CampⅦ

1920s Mt.Everest Expedition

1924.06.09

 マロリーとサンディがキャンプに戻っている気配がない。

 帰らぬ二人の捜索のため、オデルがキャンプⅤへ登る。

 

【朝】

 キャンプⅣのオデルとハザードは夜明けと共に起床し、サンディの双眼鏡で頂上付近を探した。しかし未だにマロリーとサンディの姿が見えない。誰も気づかないうちに二人がキャンプⅥへ戻っていたのならば良いが、それより高いところでテントもなく夜を明かせた可能性は無きに等しかった。1924年6月8日は全体的によく晴れて風が弱く新雪も少ない登山日和だったが、ひどく寒かったのだ。

 オデルとハザードはいくつかの合図を決め、夜なら懐中電灯の点滅、昼なら雪上に敷いた寝袋の置き方で信号を送ることにした。

 

【午前中~日没まで】

 ノートンはキャンプⅢの中心に望遠鏡を据え、陽が出ているあいだはずっと隊員が交替で山の上を見張っていた。

 時々ノエルたち隊員は望遠鏡を覗くポーターたちに声を掛け、「クッチ・デクタ?(何か見えるか?)」と尋ねたが、毎回彼らは首を振って「クッチ・ナヒン、サヒブ(全く何も見えません)」と答えた。

 

【11時】

 キャンプⅢのノートンが、キャンプⅣに待機しているオデルへ宛てて「君から合図がないのは惨事を意味するのではないか」という短信を送る。

 ノートンはオデルに、キャンプⅥへ続く北東稜の監視をその日中ずっと続け、陽が暮れてから2時間は見張りも置くように指示した。また、その日のうちにキャンプⅣへ戻る能力が十分にある場合は除いて、誰もマロリーとサンディを救助しに登らないよう念押しした。

 オデルの支援任務は翌6月10日の16時までということになった。
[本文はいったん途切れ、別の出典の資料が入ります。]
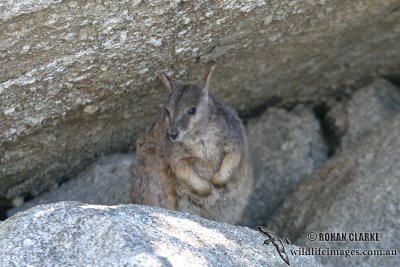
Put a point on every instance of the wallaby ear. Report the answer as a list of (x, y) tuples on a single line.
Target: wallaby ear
[(205, 81)]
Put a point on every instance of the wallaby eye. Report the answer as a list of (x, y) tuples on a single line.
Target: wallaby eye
[(192, 111)]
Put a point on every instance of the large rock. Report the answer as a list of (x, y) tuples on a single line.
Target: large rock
[(76, 77), (357, 191), (285, 147), (76, 234), (107, 182), (366, 108)]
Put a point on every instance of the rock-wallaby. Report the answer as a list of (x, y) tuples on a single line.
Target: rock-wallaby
[(194, 157)]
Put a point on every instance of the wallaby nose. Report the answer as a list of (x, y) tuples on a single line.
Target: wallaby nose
[(174, 134)]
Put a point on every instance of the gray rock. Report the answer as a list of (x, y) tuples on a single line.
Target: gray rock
[(76, 77), (367, 107), (107, 182), (285, 147), (76, 234), (356, 191)]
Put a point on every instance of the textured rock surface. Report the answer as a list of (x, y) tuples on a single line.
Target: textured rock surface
[(367, 107), (77, 77), (285, 147), (358, 191), (76, 234), (107, 182)]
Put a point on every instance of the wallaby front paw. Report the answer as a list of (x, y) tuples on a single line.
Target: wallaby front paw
[(219, 179)]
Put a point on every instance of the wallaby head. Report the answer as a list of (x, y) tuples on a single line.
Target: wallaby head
[(187, 109)]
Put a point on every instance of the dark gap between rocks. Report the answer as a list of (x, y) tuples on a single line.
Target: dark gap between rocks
[(327, 128)]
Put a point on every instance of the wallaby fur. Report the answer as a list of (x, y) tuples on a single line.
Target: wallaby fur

これは主に彼の為に明確な期限を設けるためであり、英国人だろうがチベット人だろうが、救えないものを救うというごくごく僅かな可能性に賭けてこれ以上一人でも命を危険に晒すわけにいかないという指針を定めなければならないためでもあった。

 ノートンはオデルに捜索のためできることをするよう、(彼の難しい立場を慮りながら)指示したが、山へ更に人を送ることを嫌がっていた。モンスーン到来の兆候が出ていたので尚のことである。

 

 

【12時10分】

 ノートンからの指示を待たず、オデルと二人のポーター(ニマ・トゥンドゥップとミンマ)がキャンプⅤへ出発。

 

【15時25分】

 オデルとポーター二名がキャンプⅤへ到着。非常にハイペースな登攀と言える。

 キャンプⅤは、オデルが最後に見た時と全く変わっていなかった。マロリーもサンディも、ここへ戻ってきていないのだ。

 翌朝に全てが懸かっていた。残る望みは二人が今日もキャンプⅥに滞在していることだったが、9日中ずっとキャンプⅥからは何の合図もなく、人がいる気配もない。見通しは絶望的だった。

 

【午後】

 シャビアがシェルパの一団を連れてキャンプⅡからⅢへ上がってきた。キャンプをたたみ、山からの撤退を始めるためだった。

 

【夜】

 キャンプⅤは猛烈な寒さと強風に見舞われた。オデルはテントの中でありったけの服を着て寝袋2つにくるまっていたが、それでも寒さに震え続けて一睡も出来なかった。どこかでマロリーとサンディがこの風寒に晒されていることを考えるとぞっとした。

 ヒングストンは日記にキャンプⅢの張り詰めた様子、「実に不安な一日」のことを綴った。どんなに遅くても二人は今朝キャンプⅣに下りているはずだが全く姿が見えず、オデルが苦労したことからも分かるように、山は雲に覆われ厳しい風が吹いている。何を取っても死者が出たことを示唆しており、ヒングストンもノートンも遠征が悲惨な終わり方を迎えることを認めていた。